Adenosine Triphosphate in Treating Patients With Advanced Solid Tumors

A Phase I Study And Pharmacokinetics Of Adenosine 5'- Triphosphate (ATP) When Administered By Intravenous Infusion On A Multiple Weekly Dose Schedule To Patients With Advanced Malignancies (Solid Tumors)

RATIONALE: Adenosine triphosphate may decrease weight loss and improve muscle strength in patients with advanced solid tumors.

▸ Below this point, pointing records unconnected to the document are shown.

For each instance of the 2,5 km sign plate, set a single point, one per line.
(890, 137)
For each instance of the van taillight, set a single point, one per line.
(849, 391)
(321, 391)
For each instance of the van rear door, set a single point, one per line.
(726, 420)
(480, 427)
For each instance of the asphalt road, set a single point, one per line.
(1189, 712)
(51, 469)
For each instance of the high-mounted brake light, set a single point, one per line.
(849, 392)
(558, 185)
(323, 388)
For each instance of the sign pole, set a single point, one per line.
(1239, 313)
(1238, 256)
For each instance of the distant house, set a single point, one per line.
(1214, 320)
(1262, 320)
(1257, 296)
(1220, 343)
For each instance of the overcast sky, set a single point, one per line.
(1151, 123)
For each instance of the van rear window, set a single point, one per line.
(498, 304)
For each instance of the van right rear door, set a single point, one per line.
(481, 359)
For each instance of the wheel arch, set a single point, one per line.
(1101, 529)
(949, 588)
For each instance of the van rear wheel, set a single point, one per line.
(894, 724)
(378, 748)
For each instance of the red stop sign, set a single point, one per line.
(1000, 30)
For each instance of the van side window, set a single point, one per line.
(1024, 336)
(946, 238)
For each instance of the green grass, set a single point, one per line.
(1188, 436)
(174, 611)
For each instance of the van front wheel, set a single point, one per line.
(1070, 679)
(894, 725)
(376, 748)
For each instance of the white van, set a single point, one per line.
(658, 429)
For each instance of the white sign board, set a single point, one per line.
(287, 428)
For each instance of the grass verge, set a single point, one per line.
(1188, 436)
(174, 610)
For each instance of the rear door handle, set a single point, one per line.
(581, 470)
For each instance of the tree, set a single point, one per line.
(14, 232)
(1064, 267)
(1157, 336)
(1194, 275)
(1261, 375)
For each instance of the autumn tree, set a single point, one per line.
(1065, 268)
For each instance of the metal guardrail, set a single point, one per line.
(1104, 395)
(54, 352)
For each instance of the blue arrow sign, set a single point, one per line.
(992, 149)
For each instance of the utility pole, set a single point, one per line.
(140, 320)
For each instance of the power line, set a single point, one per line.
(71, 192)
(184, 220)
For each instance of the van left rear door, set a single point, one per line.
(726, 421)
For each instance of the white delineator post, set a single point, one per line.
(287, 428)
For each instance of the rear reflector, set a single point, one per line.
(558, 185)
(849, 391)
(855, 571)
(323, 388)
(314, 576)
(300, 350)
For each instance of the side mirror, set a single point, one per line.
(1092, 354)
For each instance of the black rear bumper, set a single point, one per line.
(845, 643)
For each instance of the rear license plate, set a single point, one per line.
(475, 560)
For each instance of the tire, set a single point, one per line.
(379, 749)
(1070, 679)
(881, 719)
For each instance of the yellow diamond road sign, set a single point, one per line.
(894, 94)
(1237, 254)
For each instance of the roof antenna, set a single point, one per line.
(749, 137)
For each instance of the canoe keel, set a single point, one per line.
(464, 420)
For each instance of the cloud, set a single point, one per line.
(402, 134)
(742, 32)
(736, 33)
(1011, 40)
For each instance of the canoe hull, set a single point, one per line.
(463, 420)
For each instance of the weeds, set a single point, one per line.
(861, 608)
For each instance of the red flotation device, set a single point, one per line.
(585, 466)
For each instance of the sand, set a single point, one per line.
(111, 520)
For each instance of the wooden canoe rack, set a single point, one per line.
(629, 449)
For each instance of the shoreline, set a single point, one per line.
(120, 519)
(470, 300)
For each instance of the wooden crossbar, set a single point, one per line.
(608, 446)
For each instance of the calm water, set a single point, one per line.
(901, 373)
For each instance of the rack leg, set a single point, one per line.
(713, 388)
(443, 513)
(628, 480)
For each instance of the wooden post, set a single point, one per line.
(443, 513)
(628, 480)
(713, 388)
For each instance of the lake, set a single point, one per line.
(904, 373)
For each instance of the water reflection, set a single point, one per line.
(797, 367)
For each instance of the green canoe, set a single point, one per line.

PURPOSE: Phase I trial to study the effectiveness of adenosine triphosphate in controlling loss of weight and loss of muscle mass in patients who have advanced solid tumors.

Study Overview

• Status: Completed
• Conditions: Unspecified Adult Solid Tumor, Protocol Specific; Cachexia
• Intervention / Treatment: Procedure: quality-of-life assessment; Drug: adenosine triphosphate

Detailed Description

OBJECTIVES:

• Determine the individualized maximum tolerated dose of adenosine triphosphate in patients with advanced solid tumors.
• Determine the safety of this regimen in these patients.
• Determine the pharmacokinetics of this regimen in these patients.
• Determine the effect of this regimen on quality of life of these patients.
• Determine the influence of this regimen on cancer cachexia in terms of weight change, percentage of body fat, voluntary muscle strength, and plasma markers in these patients.
• Determine the effect of this regimen on tumor burden in these patients.

OUTLINE: This is a dose-escalation study.

Patients receive adenosine triphosphate (ATP) IV over 8 hours on day 0. Treatment repeats weekly for a total of 8 courses in the absence of disease progression or unacceptable toxicity.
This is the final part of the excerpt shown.